OK, it is time to put on your “economic geek” hat. The velocity of money is the rate which money is exchanged from one transaction to another and how much a given unit of currency is used in a given period of time. Money velocity is usually measured as a ratio of Gross National Product (GNP) to a country’s total money supply. This concept helps tell how healthy the economy is, and it is also a key input in determining inflation in the economy. A country with a higher money velocity compared to another tends to be further along in the business cycle and should have a higher rate of inflation.
As an example, this morning I dropped off my son’s car to be serviced. When I pick it up later today I will pay for the work completed. If that is the only place where the money goes within a given period of time, and the shop owner puts it in his savings account, it would have a velocity of one.
Now say the shop owner takes the money and goes to the store to buy groceries. The grocer then spends that money on wages for a clerk and the clerk pays his rent. In this case the money velocity has risen to 4. When an economy is healthy, lots of buying and selling exists and money moves quickly. Unfortunately, the US economy is in the exact opposite state right now and indicates we may enter into a deflationary state even though the Federal Reserve has been turning on the faucet by flooding the system with more money. Some will argue this is creating a financial bubble, like the dot.com and housing market bubbles we have seen since the turn of this century.
When you look at the velocity of money supply as defined by M1, you will see that velocity declines during a recession, as you can tell with the shaded areas of the chart below. Now M1 is includes all physical money, demand deposits, and NOW accounts. The odd circumstance is that M1 has continued to fall since the last recession and is now at a near 20 year low.
Even if you look at the M2 money supply, the news is not good. M2 includes all of M1 plus savings deposits, money market mutual funds, and other time deposits. The velocity of M2 has now dropped to the lowest level ever recorded.

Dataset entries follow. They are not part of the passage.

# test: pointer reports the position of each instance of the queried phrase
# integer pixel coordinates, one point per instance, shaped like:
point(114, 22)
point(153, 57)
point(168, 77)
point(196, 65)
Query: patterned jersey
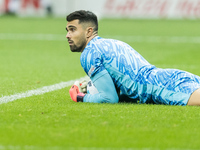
point(115, 66)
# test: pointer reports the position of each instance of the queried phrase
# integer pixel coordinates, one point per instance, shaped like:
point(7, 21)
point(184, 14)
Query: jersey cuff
point(98, 75)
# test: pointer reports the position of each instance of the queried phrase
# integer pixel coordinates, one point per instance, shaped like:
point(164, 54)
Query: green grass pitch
point(34, 53)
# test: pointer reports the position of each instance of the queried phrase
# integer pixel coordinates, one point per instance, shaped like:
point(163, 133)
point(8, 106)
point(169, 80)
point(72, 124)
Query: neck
point(91, 37)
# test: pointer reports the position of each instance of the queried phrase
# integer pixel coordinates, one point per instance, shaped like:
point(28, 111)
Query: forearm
point(105, 86)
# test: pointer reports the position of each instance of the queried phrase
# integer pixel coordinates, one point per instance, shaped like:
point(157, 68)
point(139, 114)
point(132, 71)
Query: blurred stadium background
point(105, 8)
point(34, 53)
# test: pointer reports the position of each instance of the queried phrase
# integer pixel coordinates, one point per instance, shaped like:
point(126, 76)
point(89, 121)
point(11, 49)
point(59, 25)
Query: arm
point(107, 92)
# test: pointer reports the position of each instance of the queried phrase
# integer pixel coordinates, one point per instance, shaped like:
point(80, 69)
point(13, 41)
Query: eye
point(72, 29)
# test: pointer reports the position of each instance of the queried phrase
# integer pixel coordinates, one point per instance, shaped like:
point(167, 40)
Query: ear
point(89, 32)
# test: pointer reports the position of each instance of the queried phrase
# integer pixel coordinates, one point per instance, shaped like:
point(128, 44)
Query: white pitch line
point(39, 91)
point(132, 38)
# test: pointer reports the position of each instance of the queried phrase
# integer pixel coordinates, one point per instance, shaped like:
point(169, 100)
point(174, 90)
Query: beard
point(79, 47)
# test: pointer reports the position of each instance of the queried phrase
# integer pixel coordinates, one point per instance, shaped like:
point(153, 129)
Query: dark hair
point(84, 17)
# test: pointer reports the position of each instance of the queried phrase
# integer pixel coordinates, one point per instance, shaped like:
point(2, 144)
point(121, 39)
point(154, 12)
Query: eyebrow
point(70, 26)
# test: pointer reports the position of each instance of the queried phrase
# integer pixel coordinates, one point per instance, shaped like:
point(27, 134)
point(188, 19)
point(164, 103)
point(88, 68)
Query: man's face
point(76, 36)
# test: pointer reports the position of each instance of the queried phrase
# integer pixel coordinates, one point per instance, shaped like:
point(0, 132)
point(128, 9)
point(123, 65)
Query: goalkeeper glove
point(75, 93)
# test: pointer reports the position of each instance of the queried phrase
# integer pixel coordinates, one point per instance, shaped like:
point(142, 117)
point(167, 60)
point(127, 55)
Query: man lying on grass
point(119, 72)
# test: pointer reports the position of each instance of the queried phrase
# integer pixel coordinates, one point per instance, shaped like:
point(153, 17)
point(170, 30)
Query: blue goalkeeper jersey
point(116, 70)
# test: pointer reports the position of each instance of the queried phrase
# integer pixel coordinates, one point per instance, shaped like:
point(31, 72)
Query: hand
point(75, 94)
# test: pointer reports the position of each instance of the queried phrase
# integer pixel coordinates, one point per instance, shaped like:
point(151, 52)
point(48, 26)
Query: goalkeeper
point(120, 73)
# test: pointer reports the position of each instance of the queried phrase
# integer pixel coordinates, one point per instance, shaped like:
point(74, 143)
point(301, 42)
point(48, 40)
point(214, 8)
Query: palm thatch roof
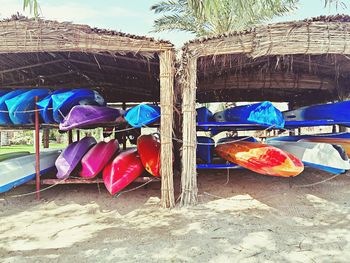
point(44, 53)
point(301, 62)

According to the velocity of money indicators, we should be in the throes of a recession. In some ways we are. Even though the unemployment rate is low, a record number of Americans are now out of the work force. The labor force participation rate is the lowest it has been since the Carter years. One in 8 men in their working years of 25-54 are not in the labor force at all. This ratio is at an all-time high since records were kept in 1955. An additional 2.9 million men are classified as unemployed and in the labor force calculation. This leaves a total of 10.2 million men not employed out of a census of 61.1 million American men in the work-force, which equates into a 16.7% unemployment rate for men. It is not a pretty picture for women workers as well.
As the Fed meets this week, everyone is questioning if they will raise interest rates. Though one can never guess what the Fed will do, there seem to be enough economic headwinds here and also in other foreign countries which are experiencing economic recessions and slowing growth, for no increase in rates.
We will just have to see if the slowdown of money velocity is another predictor of a recession and deflation.